In the morning we will all meet at a café in South Bali for a quick breakfast before boarding our minibus for our destination of Amed in the eastern regency of Karangasem – an exotic royal Balinese kingdom of forests and mighty mountains, emerald rice terraces, mystical water palaces and pretty beaches. With our tour leader providing information along the way, we will stop at Goa Lawah Bat Cave Temple, which is one of Bali's key nine directional temples serving as a guardian against dark spirits from the ocean. This large temple complex is built around the entrance to a cave that’s home to thousands of bats. We’ll also visit the royal water palace of Tirta Gangga, a fabled maze of spine-tinglingy, cold water pools and basins, spouts, tiered pagoda fountains, stone carvings and lush gardens. The final part of our scenic the journey takes us through a magnificent terrain of sculptured rice terraces followed by spectacular views of a fertile plain extending all the way to the coast.

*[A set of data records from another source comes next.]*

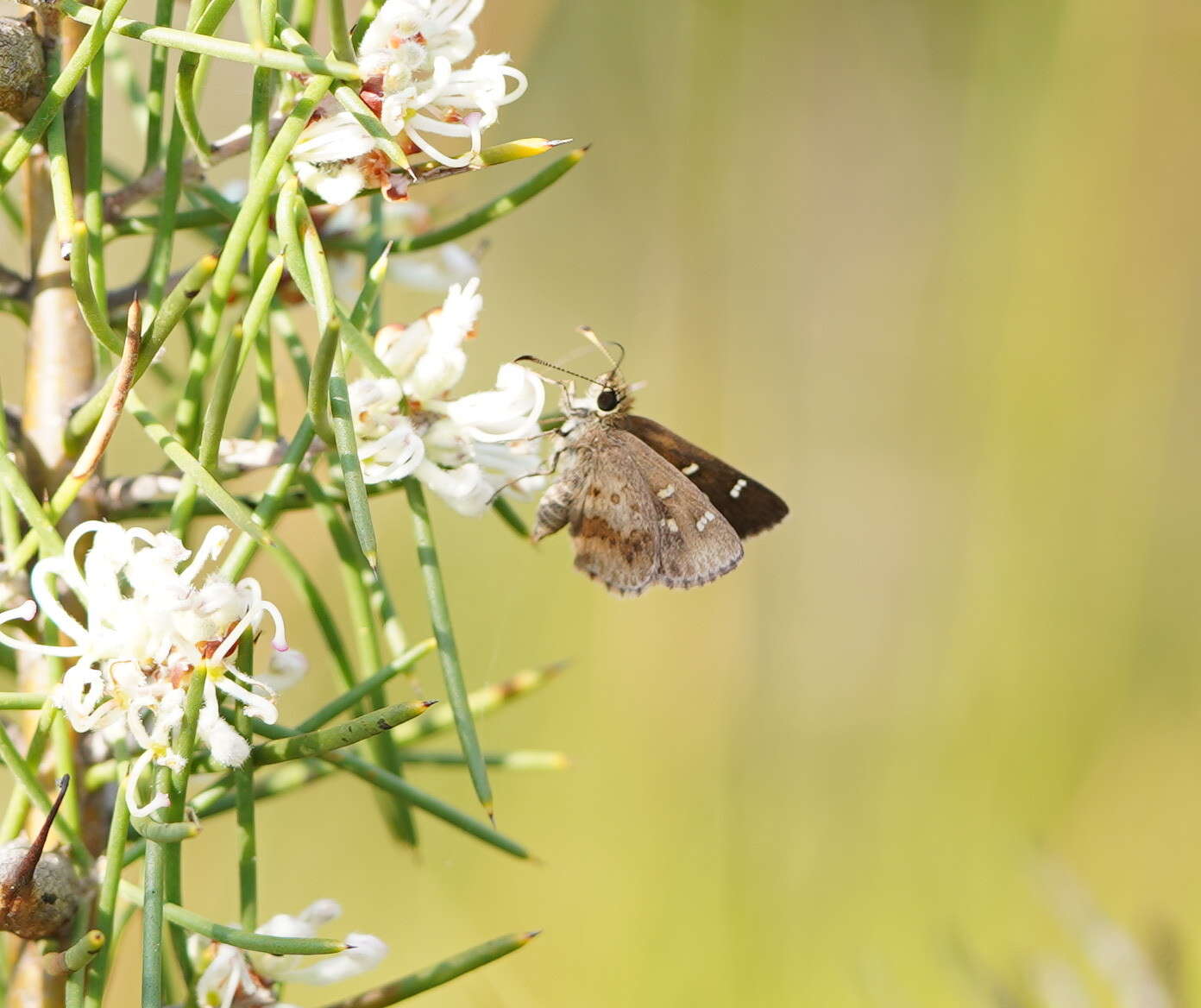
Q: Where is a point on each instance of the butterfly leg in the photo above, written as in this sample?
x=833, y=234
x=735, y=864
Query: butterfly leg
x=555, y=506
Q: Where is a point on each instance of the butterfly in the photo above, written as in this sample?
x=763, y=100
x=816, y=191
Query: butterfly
x=645, y=506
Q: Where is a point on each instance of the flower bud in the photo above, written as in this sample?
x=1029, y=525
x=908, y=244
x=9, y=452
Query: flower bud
x=40, y=891
x=22, y=69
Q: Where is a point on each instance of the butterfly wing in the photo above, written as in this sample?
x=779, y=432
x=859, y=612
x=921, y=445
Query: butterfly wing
x=697, y=545
x=636, y=521
x=746, y=504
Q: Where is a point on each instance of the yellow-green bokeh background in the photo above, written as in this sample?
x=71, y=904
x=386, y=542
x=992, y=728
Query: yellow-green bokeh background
x=930, y=269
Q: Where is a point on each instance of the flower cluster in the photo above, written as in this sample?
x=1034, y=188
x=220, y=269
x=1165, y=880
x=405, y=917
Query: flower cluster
x=432, y=269
x=417, y=80
x=464, y=450
x=233, y=978
x=149, y=627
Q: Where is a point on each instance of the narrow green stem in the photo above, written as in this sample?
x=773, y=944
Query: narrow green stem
x=290, y=745
x=22, y=701
x=18, y=802
x=437, y=974
x=60, y=91
x=494, y=209
x=94, y=178
x=244, y=793
x=230, y=506
x=448, y=650
x=355, y=576
x=192, y=42
x=9, y=526
x=165, y=322
x=156, y=88
x=369, y=686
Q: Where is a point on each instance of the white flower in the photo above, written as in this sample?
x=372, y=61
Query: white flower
x=465, y=450
x=150, y=625
x=411, y=51
x=431, y=269
x=233, y=978
x=505, y=413
x=428, y=356
x=411, y=80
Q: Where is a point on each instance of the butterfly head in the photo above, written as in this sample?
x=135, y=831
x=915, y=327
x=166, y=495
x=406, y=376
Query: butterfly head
x=612, y=395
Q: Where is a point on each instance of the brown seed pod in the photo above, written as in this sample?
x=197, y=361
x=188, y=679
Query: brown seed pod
x=22, y=67
x=40, y=891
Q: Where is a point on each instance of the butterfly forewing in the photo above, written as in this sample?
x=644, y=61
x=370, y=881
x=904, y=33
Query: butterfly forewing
x=634, y=520
x=746, y=504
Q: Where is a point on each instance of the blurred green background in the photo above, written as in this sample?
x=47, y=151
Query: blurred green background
x=928, y=269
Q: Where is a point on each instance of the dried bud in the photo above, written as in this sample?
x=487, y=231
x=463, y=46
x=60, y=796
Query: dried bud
x=22, y=69
x=39, y=891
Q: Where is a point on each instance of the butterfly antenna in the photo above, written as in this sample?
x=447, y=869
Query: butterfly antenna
x=586, y=331
x=555, y=367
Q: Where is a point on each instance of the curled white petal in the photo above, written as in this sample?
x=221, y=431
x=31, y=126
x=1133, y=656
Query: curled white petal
x=365, y=953
x=508, y=413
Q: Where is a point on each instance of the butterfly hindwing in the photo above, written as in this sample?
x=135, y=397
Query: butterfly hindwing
x=634, y=520
x=613, y=515
x=747, y=505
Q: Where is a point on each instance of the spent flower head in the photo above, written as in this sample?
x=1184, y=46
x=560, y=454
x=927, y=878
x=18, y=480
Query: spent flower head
x=417, y=80
x=152, y=621
x=233, y=978
x=464, y=450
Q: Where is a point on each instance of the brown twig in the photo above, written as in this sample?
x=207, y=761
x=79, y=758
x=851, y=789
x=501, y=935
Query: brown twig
x=12, y=284
x=152, y=183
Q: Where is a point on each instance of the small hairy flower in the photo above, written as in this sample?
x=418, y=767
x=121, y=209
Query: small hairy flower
x=232, y=978
x=431, y=269
x=464, y=450
x=153, y=621
x=417, y=80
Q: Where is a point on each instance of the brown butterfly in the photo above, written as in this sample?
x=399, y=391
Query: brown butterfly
x=645, y=506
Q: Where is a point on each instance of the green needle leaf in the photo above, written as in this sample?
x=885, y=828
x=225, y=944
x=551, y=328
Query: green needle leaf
x=236, y=936
x=448, y=650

Guarded by the mighty volcano, Gunung Agung, your charming beachside hotel welcomes you with warm Balinese hospitality and traditional architecture, rich with hand-carved ornamentation. After checking in, you can relax and unwind with a swim in the pool or in the calm, clear waters lapping the shore just footsteps from your room. Or you may prefer a gentle walk, in the surrounding village and hillsides. This will also be an opportunity for those unfamiliar with snorkelling to have a lesson with our tour leader. In the evening, take time to get better acquainted with your fellow guests in preparation for our voyage ahead withsunset drinks in the seaside bar and a Baliniese-style welcome dinner.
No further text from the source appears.